Been that way for five years or so.

That’s when I and about 50 other people receive an email asking who’s “in” for basketball on Sunday.

Then a wave of emails follows “In,” “In,” “In,” “Out this week.” Once in a while it turns into a “rib” fest as one guy or a group of guys good-naturedly turns on another “Sunday slacker.”

When we rent the gym out in the winter, it’s first-come, first-served. The first 15 guys to respond are “in” for 8 a.m. and get an hour of full-court basketball. If you don’t make the cut, it’s wait till 9, and you might spend as much time watching as you do playing.

With the weather warming in Chicago, the games moved outside a couple of weeks ago. I’ve missed the past few Sundays waiting for a sore Achilles’ heel to heal.  

It’s a great group of guys. “Big Joe,” “Big Dave,” “Medium Dave,” “Little Dave” — yes, our Daves come in all sizes — “Ninja,” “Nelly,” “Pick Coming Todd,” “Gater,” “Rog,” Drew, Ken, Mike, Jason, Murray, Larry and so on. (Sorry, guys, couldn’t list everyone.)

And then there’s Hans, or “Hansee,” as some like to call him. Hans took over the email list a few years ago and reserves the gym for us. He collects the money and is the unofficial leader. Nicest guy you ever want to meet. Takes some good-natured ribbing on the court, but always has a smile on his face. Never heard him yell, and I can’t remember a time he appeared frustrated — even when I stepped on the three-point line while shooting a jumper for the umpteenth time. He leads quietly and is always willing to guard the toughest player on the other team. And he is just as likely to pick up a broom and sweep up when he’s not in the game without any complaints.

On the court, he’s a tough guy for me to guard. He’s always cutting to the basket and is a solid shooter from 8 to 10 feet. I can hear Brian now: “Who isn’t a tough guy for you to guard, James?”

But things changed last week.  

On Friday I took a quick peek at my home email. There was a message from Larry that had “Hans Roderwald” as the subject line. Something didn’t seem right. I quickly opened the email and read that Hans was dead at the age of 40. He had been missing since Wednesday. While riding his bike home after a volleyball game, he was struck and killed by a vehicle. After tracking his cellphone, police found his body hidden in the tall grass a couple of days later.

Truthfully, I’m still in shock.

Thankfully, someone came forward after the news broke and said he might have been the person who hit Hans. Carl, that is. I never knew Hans was really his middle name until I read the reports about his death.

But Hans’ — Carl’s — memory will live on. It will live on with his wife, his daughter, his family, his friends, his colleagues.

For me, it will also live on via LinkedIn. As a connection, Hans endorsed me for a number of different things in the past couple of years, even though I never worked with him. At first I was a little embarrassed by it, but then I realized that even though he didn’t know my job skills firsthand, he was endorsing me as a person more so than as a journalist, and that meant a lot. So I returned the favor.

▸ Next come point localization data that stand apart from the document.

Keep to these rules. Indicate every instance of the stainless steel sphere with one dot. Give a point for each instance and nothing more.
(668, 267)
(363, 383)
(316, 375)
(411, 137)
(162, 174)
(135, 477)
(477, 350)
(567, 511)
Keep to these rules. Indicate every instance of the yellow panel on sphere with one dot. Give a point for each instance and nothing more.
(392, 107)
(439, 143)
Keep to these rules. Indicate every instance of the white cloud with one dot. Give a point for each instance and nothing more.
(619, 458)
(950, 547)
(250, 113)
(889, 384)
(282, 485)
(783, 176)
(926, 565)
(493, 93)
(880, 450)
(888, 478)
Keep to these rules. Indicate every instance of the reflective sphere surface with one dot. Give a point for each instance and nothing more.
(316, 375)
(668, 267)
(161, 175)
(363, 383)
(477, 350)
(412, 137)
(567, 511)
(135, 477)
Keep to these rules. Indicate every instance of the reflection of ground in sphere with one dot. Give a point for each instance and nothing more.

I’m guessing I’ll be getting reminders from LinkedIn about his work anniversaries and such. After all, with social media and the Internet, I’m not sure anyone leaves this earth entirely.

At work, many of us spend more time with our colleagues than our families. Some people we get along with; others we don’t. And that’s fine. But regardless of who you like and who you don’t, you’ve made a connection at some level.

I always thought about asking my basketball group to get together for a picture, but fearing I’d take some “sentimental crap” crap, I never did. Now I wish I would have since I have no pictures with Hans.

Consider a group shot at your place of work, maybe once a year. Get your group, your office, your company together for a quick pic. Within that pose will be a memory that you can return to should a colleague leave the company or, sadly, the earth.

Goodbye, Hans; we still have game because of you.